Not a moment was allowed to elapse after this. On October 16th, 1914, I wrote, setting out my believed qualifications in concise terms, adding that my age had unfortunately precluded my eagerly proffered services from acceptance in other spheres; that I was keen and eager to be of service to my country; and that I was eating my heart out through inactivity. If there was a chance of my being any use, I prayed that my services might be commanded.

I had been cautioned with impressive seriousness that if my services were accepted it might be only for enrolment in the "Forlorn Hope Brigade" and that my chances of survival might be very remote indeed.

Rather than damping my ardour, this warning merely added fuel to the flames of my desires. In early life I had been most bitterly disappointed. A somewhat sensitive nature had received a shock from which it never properly recovered. With the fatuity of early youth I had placed a whole family upon an idealistic pedestal—including a mere child of thirteen years of age. When that theoristic fabric fell, shattered to a million invisible fragments, at my feet, I could not understand, but I felt for years afterwards that life for me held nothing of worth.

Time heals wounds, and I survived in bodily health. In 1912 I lost a man's best friend on earth—my mother. At Christmas, 1913, my father, my dearest pal, followed her to the grave. I was unmarried. My brother and my sisters had homes of their own, far away. What mattered it to anyone, least of all to myself, if I crossed the Great Divide before my allotted time? I was at best a mere worthless atom of humanity dependent upon no one, with no one dependent upon me.

Here at least was a chance of doing something worth the while. 'Twas a far, far better thing to do than I had ever done.

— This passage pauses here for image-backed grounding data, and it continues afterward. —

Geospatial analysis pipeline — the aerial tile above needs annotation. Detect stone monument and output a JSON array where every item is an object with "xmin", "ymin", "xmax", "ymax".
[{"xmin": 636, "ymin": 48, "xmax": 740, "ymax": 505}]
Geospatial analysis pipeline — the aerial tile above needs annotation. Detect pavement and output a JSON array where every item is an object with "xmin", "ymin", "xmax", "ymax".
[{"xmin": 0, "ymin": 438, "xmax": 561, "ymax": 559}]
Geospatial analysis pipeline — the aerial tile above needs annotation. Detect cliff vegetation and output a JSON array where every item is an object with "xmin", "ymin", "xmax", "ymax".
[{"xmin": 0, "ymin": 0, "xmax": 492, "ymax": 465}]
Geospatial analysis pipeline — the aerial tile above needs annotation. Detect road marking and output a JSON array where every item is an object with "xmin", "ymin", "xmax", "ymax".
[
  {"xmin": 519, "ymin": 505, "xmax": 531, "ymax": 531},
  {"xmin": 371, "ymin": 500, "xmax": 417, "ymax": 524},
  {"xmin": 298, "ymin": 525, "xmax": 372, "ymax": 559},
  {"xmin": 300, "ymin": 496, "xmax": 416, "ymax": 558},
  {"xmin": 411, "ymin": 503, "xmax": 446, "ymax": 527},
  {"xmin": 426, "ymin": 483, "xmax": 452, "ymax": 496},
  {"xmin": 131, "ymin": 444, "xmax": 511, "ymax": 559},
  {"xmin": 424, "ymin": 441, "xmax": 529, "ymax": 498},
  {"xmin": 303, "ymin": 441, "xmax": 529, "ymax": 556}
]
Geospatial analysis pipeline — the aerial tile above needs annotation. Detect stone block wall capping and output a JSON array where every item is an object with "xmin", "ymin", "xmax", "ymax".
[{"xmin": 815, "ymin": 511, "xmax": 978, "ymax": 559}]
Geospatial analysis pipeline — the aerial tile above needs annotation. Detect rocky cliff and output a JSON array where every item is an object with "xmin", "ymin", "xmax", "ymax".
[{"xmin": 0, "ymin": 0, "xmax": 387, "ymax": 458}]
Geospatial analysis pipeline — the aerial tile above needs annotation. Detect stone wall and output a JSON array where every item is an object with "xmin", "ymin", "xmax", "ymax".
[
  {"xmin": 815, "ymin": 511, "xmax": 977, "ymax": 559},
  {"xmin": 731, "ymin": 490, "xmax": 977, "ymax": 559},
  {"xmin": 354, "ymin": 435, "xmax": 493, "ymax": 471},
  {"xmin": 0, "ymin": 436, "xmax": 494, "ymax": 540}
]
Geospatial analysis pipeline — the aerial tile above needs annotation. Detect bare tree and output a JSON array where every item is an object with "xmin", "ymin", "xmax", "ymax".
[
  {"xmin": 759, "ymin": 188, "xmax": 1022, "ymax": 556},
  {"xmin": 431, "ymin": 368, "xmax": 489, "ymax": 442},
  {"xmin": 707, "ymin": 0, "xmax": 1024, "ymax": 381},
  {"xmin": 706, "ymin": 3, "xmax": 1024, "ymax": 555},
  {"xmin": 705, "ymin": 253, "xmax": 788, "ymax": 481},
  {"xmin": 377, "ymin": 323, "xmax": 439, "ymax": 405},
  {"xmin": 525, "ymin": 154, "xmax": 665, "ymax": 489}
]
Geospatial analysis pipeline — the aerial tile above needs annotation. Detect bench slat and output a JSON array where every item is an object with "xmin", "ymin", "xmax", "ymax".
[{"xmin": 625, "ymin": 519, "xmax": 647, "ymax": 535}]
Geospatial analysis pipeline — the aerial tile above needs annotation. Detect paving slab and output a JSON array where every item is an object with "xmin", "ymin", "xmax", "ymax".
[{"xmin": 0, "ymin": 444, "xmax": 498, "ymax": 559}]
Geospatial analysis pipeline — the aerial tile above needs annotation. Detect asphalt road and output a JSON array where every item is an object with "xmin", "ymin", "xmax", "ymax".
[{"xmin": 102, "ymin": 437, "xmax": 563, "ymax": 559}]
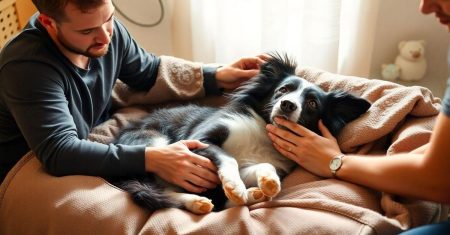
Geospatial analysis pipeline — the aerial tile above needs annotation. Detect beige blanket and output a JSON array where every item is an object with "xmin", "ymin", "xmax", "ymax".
[{"xmin": 0, "ymin": 64, "xmax": 447, "ymax": 235}]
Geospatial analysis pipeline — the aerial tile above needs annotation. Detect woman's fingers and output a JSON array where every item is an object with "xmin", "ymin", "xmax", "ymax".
[
  {"xmin": 272, "ymin": 142, "xmax": 298, "ymax": 162},
  {"xmin": 267, "ymin": 132, "xmax": 297, "ymax": 154},
  {"xmin": 273, "ymin": 117, "xmax": 315, "ymax": 137},
  {"xmin": 318, "ymin": 119, "xmax": 333, "ymax": 139}
]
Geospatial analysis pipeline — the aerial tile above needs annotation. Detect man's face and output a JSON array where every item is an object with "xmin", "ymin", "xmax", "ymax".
[
  {"xmin": 54, "ymin": 0, "xmax": 115, "ymax": 58},
  {"xmin": 420, "ymin": 0, "xmax": 450, "ymax": 31}
]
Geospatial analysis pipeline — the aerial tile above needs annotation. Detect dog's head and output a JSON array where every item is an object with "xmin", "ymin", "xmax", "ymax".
[{"xmin": 231, "ymin": 52, "xmax": 371, "ymax": 136}]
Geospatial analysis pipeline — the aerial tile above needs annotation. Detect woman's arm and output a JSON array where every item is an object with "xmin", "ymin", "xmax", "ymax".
[{"xmin": 266, "ymin": 114, "xmax": 450, "ymax": 203}]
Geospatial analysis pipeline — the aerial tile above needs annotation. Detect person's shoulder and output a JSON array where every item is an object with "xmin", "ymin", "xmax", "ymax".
[
  {"xmin": 112, "ymin": 17, "xmax": 130, "ymax": 36},
  {"xmin": 0, "ymin": 22, "xmax": 61, "ymax": 71},
  {"xmin": 6, "ymin": 12, "xmax": 45, "ymax": 50}
]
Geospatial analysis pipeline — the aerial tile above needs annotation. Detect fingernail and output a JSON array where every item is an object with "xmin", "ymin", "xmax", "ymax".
[{"xmin": 266, "ymin": 124, "xmax": 273, "ymax": 131}]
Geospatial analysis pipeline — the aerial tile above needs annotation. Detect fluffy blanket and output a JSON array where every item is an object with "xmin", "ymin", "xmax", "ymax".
[{"xmin": 0, "ymin": 61, "xmax": 447, "ymax": 235}]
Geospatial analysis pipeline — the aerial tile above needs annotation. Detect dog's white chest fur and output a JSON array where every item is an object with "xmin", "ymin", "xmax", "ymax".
[{"xmin": 218, "ymin": 109, "xmax": 292, "ymax": 173}]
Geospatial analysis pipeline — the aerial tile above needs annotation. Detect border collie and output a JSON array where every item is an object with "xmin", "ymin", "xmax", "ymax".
[{"xmin": 112, "ymin": 53, "xmax": 371, "ymax": 214}]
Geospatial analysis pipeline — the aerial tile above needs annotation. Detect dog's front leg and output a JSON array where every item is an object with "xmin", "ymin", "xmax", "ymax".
[
  {"xmin": 240, "ymin": 163, "xmax": 281, "ymax": 200},
  {"xmin": 194, "ymin": 146, "xmax": 248, "ymax": 206}
]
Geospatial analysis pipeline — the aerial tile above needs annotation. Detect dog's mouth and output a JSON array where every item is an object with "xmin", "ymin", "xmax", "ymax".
[
  {"xmin": 270, "ymin": 114, "xmax": 294, "ymax": 128},
  {"xmin": 271, "ymin": 115, "xmax": 288, "ymax": 123}
]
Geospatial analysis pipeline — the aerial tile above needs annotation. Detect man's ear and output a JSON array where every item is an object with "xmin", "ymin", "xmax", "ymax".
[{"xmin": 37, "ymin": 13, "xmax": 57, "ymax": 33}]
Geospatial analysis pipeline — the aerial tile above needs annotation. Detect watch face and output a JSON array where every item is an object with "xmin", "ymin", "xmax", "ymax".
[{"xmin": 330, "ymin": 158, "xmax": 341, "ymax": 170}]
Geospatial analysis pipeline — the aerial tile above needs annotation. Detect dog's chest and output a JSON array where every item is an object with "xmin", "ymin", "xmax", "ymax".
[{"xmin": 217, "ymin": 110, "xmax": 292, "ymax": 172}]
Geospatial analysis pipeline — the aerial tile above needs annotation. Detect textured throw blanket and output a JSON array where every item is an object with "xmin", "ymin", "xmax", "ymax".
[
  {"xmin": 0, "ymin": 57, "xmax": 447, "ymax": 235},
  {"xmin": 90, "ymin": 65, "xmax": 448, "ymax": 233}
]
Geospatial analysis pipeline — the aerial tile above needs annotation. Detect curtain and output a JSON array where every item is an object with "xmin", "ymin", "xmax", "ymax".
[{"xmin": 189, "ymin": 0, "xmax": 380, "ymax": 77}]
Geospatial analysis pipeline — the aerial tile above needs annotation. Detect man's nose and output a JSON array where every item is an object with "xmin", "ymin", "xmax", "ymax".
[{"xmin": 96, "ymin": 26, "xmax": 111, "ymax": 44}]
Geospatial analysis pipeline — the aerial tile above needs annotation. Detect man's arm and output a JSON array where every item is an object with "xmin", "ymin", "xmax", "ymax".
[{"xmin": 2, "ymin": 62, "xmax": 146, "ymax": 177}]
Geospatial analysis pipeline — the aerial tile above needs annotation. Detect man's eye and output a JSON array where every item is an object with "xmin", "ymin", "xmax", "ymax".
[
  {"xmin": 81, "ymin": 30, "xmax": 93, "ymax": 35},
  {"xmin": 307, "ymin": 99, "xmax": 317, "ymax": 108}
]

Yea, indeed. I was ready, and willing, and eager, for the service, whatsoever that service might be, and withersoever it might take me, even to the jaws of death itself.

Having regard to all the circumstances, I do not believe I shall be accused of presumptuousness or of egotism if I say that I fully believed myself to be a fit and qualified person for the service for which I then had volunteered.

On October 17th, 1914, I received a letter from the Under Permanent Secretary of State for Foreign Affairs (Sir Arthur Nicholson—now Lord Carnock), acknowledging my letter of the previous day's date and saying Sir Edward Grey appreciated my offer, although he regretted there were no such appointments at the disposal of his department; but he added that my name had been noted in case my services might be utilised in any capacity at some further date.

On October 19th, I received a letter on War Office paper referring to my letter to Sir Edward Grey of the 16th, saying: "I should be very glad if you would arrange to come and see me here one morning. If you will let me know when I may expect you I shall arrange to be free." This letter was signed "P. W. Kenny, Captain"[4] and on its left-hand top corner specified a certain room number. I subsequently ascertained that this gentleman (and a real gentleman in every sense of that embracive word I found him) was the "Acting Buffer" between the Secret Service departments for both the War Office and the Admiralty to anyone who might attempt to approach either of these departments. It will be remembered that his name figured in the public Press as acting in that capacity when Admiral W. R. Hall, C.B., brilliantly defeated and frustrated the clever schemes so carefully yet vainly laid by the then notorious ex.-M.P. Trebitsch Lincoln, whose apparent intention and purpose was to work the double cross against the British Empire.